Immigration.ca - Canada Immigration News - June 2007
Le marché du travail est souvent confronté à deux réalités, des secteurs où il y a des mises à pied massives et des secteurs où l’on recherche activement de la main d’œuvre. Tel que l’affirmait Diane Bellemare, première vice-présidente et économiste en chef du Conseil du patronat du Québec, " On apprend régulièrement à la télévision des licenciements massifs dans le secteur manufacturier et d'un autre côté, on entend les dirigeants d'entreprise se plaindre du manque de main-d'oeuvre. Malheureusement, ces deux réalités ne sont pas compatibles. " La main-d'oeuvre manufacturière est assez âgée et pas toujours à l'aise avec les nouvelles technologies comme les appareils numériques.

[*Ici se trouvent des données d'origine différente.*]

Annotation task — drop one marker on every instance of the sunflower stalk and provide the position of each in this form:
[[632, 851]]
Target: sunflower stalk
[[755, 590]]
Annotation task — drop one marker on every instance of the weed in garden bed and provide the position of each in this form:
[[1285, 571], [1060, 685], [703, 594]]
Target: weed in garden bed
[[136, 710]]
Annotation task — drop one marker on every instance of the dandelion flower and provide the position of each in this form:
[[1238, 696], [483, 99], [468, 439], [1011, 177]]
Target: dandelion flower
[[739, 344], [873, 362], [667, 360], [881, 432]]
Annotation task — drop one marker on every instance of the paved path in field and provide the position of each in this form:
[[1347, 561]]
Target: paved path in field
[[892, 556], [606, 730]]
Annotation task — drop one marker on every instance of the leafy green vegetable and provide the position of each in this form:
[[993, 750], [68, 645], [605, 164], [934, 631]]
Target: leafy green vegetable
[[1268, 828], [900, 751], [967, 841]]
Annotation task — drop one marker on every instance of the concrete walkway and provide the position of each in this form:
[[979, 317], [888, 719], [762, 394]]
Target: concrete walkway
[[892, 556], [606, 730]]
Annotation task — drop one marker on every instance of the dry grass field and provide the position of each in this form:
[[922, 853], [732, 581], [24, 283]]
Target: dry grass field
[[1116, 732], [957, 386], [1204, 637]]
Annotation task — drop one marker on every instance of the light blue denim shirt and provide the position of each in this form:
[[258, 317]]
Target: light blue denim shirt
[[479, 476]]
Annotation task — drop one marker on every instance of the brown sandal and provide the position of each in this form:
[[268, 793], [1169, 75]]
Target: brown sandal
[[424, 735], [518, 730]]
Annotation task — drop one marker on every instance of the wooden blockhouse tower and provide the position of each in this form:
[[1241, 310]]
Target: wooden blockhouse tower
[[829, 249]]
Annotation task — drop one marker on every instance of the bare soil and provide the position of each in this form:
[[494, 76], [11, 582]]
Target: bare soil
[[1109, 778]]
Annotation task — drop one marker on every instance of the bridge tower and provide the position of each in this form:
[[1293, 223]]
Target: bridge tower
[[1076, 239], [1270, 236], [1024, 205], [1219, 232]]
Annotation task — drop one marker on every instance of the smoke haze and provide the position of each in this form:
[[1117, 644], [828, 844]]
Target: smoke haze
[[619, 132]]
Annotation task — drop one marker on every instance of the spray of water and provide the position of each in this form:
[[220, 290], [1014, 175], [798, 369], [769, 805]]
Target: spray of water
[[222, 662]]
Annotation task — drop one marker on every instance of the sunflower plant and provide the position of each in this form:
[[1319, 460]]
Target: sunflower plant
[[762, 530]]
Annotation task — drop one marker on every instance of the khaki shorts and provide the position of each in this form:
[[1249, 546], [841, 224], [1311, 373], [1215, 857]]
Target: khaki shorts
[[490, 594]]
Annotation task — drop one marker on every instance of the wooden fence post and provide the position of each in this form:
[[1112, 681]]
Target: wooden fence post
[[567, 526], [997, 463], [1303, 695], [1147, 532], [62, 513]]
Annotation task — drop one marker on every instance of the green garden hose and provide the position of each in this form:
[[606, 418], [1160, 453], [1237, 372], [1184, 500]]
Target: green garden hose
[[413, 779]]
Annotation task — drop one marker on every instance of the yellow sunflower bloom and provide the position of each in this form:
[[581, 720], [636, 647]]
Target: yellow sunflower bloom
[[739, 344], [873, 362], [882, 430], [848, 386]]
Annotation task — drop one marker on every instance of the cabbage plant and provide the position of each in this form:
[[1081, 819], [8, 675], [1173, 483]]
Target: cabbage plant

" Ce n'est plus de bras dont les entreprises ont besoin, mais de compétences plus pointues ", affirme Jean Michel Laurin, vice-président, recherche et affaires publiques, des Manufacturiers et exportateurs du Québec. Souvent, les compétences ne sont pas transférables. "
Tel que la rapportait Dominique Froment dans son article du 21 avril 2007, la Fédération canadienne de l'entreprise indépendante (FCEI) a fait un sondage auprès d'environ 9 000 de ses membres. En 2006, 3,6 % des emplois sont restés vacants dans les PME au Canada pendant une période de quatre mois ou plus. En 2005, le taux était de 3,2 %et en 2004 il était de 2,6 %. Au Québec, en 2006, ce taux était de 2,6 % (le même qu'en Ontario), par rapport à 2,2 %, en 2005 et à 2,4 %, en 2004. "
Par ailleurs, tel que le mentionnait Dominique Froment dans son article du 21avril 2007, en 2006, c'est dans le secteur de la construction (4,7 %) que le taux de postes vacants depuis au moins quatre mois est le plus élevé au Canada. Suivaient les domaines de l'agriculture (4,4 %) et de l'accueil-hébergement (4,3 %). Ce taux était de 2,9 % dans le secteur manufacturier.
" La pénurie de main-d'oeuvre est moins accentuée dans le secteur manufacturier que dans d'autres secteurs, mais le sondage montre que les chefs d'entreprises manufacturières sont plus pessimistes que les autres pour les cinq prochaines années ", précise M. Simon Prévost, directeur, affaires législatives, à la FCEI.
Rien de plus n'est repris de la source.